Quem achava que tinha porto de abrigo em Lisboa era Paul (Bruno Ganz), em Dans la Ville Blanche, de Alain Tanner (1983), mecânico de um petroleiro que ficou apeado na cidade, com uma câmara, para além da outra. Achava que tinha abrigo em Rosa (Teresa Madruga), empregada da pensão onde fica, enquanto escrevia cartas sobre nada à mulher na Suíça, uma Suíça não branca mas limpa, também com um rio, mas não o Tejo. No Cais do Sodré houve em tempos um restaurante chamado Porto de Abrigo, que era porto de abrigo. A super-8 de Paul a mostrar a crueza de uma Lisboa, ruas, pessoas, ruídos que ao mesmo tempo são de outro século e de ontem à tardinha. Mas o Tejo e as suas margens, a luz crua e completa como só Lisboa tem mas nunca avisa qual, estão lá como hoje.

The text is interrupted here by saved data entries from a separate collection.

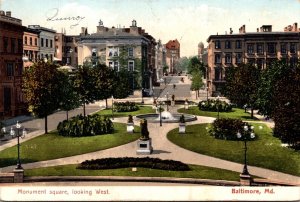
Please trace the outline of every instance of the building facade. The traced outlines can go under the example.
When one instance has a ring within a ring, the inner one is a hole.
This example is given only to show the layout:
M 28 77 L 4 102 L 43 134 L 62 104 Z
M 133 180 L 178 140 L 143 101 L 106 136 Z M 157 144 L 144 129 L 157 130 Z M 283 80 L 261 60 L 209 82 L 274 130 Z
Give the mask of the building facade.
M 108 28 L 100 20 L 97 32 L 88 34 L 82 28 L 78 41 L 78 64 L 85 61 L 102 63 L 119 71 L 127 69 L 139 75 L 140 86 L 132 84 L 132 88 L 143 88 L 152 92 L 153 72 L 155 71 L 155 39 L 144 29 L 137 27 L 132 21 L 129 28 Z
M 24 30 L 10 11 L 0 11 L 0 119 L 26 111 L 21 91 Z
M 160 80 L 164 76 L 163 69 L 166 64 L 166 49 L 161 43 L 161 40 L 158 40 L 155 53 L 155 68 L 156 68 L 156 78 Z
M 23 35 L 23 66 L 31 66 L 38 61 L 39 30 L 26 28 Z
M 56 31 L 46 27 L 41 27 L 40 25 L 29 25 L 28 28 L 40 32 L 39 35 L 40 51 L 39 51 L 38 59 L 41 60 L 47 59 L 53 61 L 54 54 L 55 54 L 54 39 L 55 39 Z
M 180 58 L 180 43 L 177 39 L 170 40 L 165 44 L 166 49 L 166 63 L 169 67 L 169 73 L 176 73 L 174 66 L 177 60 Z
M 300 57 L 300 30 L 297 23 L 281 32 L 263 25 L 256 32 L 246 32 L 243 25 L 238 34 L 211 35 L 208 42 L 208 80 L 212 96 L 220 94 L 225 84 L 225 68 L 252 63 L 267 68 L 274 60 L 284 59 L 291 65 Z

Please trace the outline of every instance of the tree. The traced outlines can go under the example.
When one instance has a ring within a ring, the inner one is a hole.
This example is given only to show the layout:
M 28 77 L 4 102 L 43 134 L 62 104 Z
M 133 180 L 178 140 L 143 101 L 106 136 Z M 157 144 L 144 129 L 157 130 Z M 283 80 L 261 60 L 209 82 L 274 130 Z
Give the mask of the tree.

Rosa um dia desapareceu, ou deixou de aparecer. Paul podia ter lido Silesius, trezentos anos antes, e achar que a Rosa não tem porquê (Die Rose ist ohne Warum). Mas não foi isso. Rosa desapareceu quando percebeu que Paul só buscava um porto de abrigo, e não queria um porto onde se começa, nem um abrigo onde se fica. No final, quando ele sai de Lisboa, de comboio vai sentado, e há imagens de uma Rosa. Mas vai como passageiro, e Tanner já tinha falado disto, em 1976, no "Jonas qui aura 25 ans en l'an 2000", o passageiro apenas tem o que lhe mostram, mas o condutor penetra na paisagem, e os carris que parecem juntos abrem-se sempre à medida que se avança. O passageiro nunca tem de lidar com isto, mas o condutor descobre que as linhas são sempre paralelas, permitem andar, mas nunca se cruzam.

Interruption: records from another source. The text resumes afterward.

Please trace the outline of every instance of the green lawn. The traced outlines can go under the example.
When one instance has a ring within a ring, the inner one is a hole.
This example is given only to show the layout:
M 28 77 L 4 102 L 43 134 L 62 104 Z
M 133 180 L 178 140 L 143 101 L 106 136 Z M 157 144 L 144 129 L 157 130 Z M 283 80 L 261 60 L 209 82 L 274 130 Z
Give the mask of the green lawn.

Jonas é um filme sobre o que não aconteceu do maio de 1968, como FMI do José Mário Branco é sobre o que não aconteceu cá. Katia Guerreiro fez uma linda homenagem ao seu mestre, à improbabilidade da relação que criaram e à força criativa e transformadora desta relação, a única coisa que conta. Katia Guerreiro e a sua voz verdadeira, profunda, quente, nasal, inteligente, poderosa, próxima mas nunca familiar, porque a familiaridade gera o desprezo. Também evocou Argentina Santos, que ousou os melhores rrs de sempre e os cantou em A Minha Pronúncia, rrs que contrastam com os rrs de Carminho que sintetizam o novo-riquismo que rodeia o fenómeno. Os rrs de Katia estão no ponto perfeito de intersecção entre uns e outros.

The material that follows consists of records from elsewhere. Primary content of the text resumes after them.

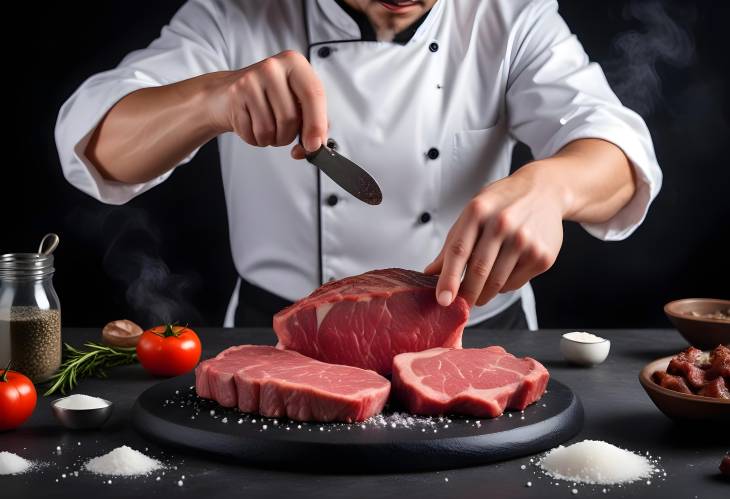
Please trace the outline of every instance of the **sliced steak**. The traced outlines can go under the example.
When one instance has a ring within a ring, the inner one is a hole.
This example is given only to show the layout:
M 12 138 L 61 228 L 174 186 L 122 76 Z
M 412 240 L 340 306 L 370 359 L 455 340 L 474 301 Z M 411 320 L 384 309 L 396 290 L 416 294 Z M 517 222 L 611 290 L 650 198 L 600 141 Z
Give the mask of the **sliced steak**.
M 380 413 L 390 393 L 373 371 L 325 364 L 270 346 L 231 347 L 195 370 L 198 395 L 224 407 L 296 421 L 362 421 Z
M 496 417 L 538 400 L 549 378 L 538 361 L 499 346 L 433 348 L 393 359 L 393 392 L 414 414 Z
M 437 280 L 386 269 L 325 284 L 274 316 L 279 345 L 384 375 L 399 353 L 461 347 L 469 306 L 461 297 L 440 306 Z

Katia cantou Rosa Vermelha do Ary dos Santos, mas tantas vezes cantou As Rosas de Sophia, rosa e rosas que têm rrs, que se casam com a Promessa "da vida multiplicada". Paul escreve num telegrama, na estação de Santa Apolónia, que o "único país que realmente ama é o mar". Talvez também fosse isso que Sophia realmente amasse, o mar, talvez abrigada na Casa Branca, na praia da Granja, que não é Lisboa nem Porto, mas é Lisboa e Porto. Como ela foi.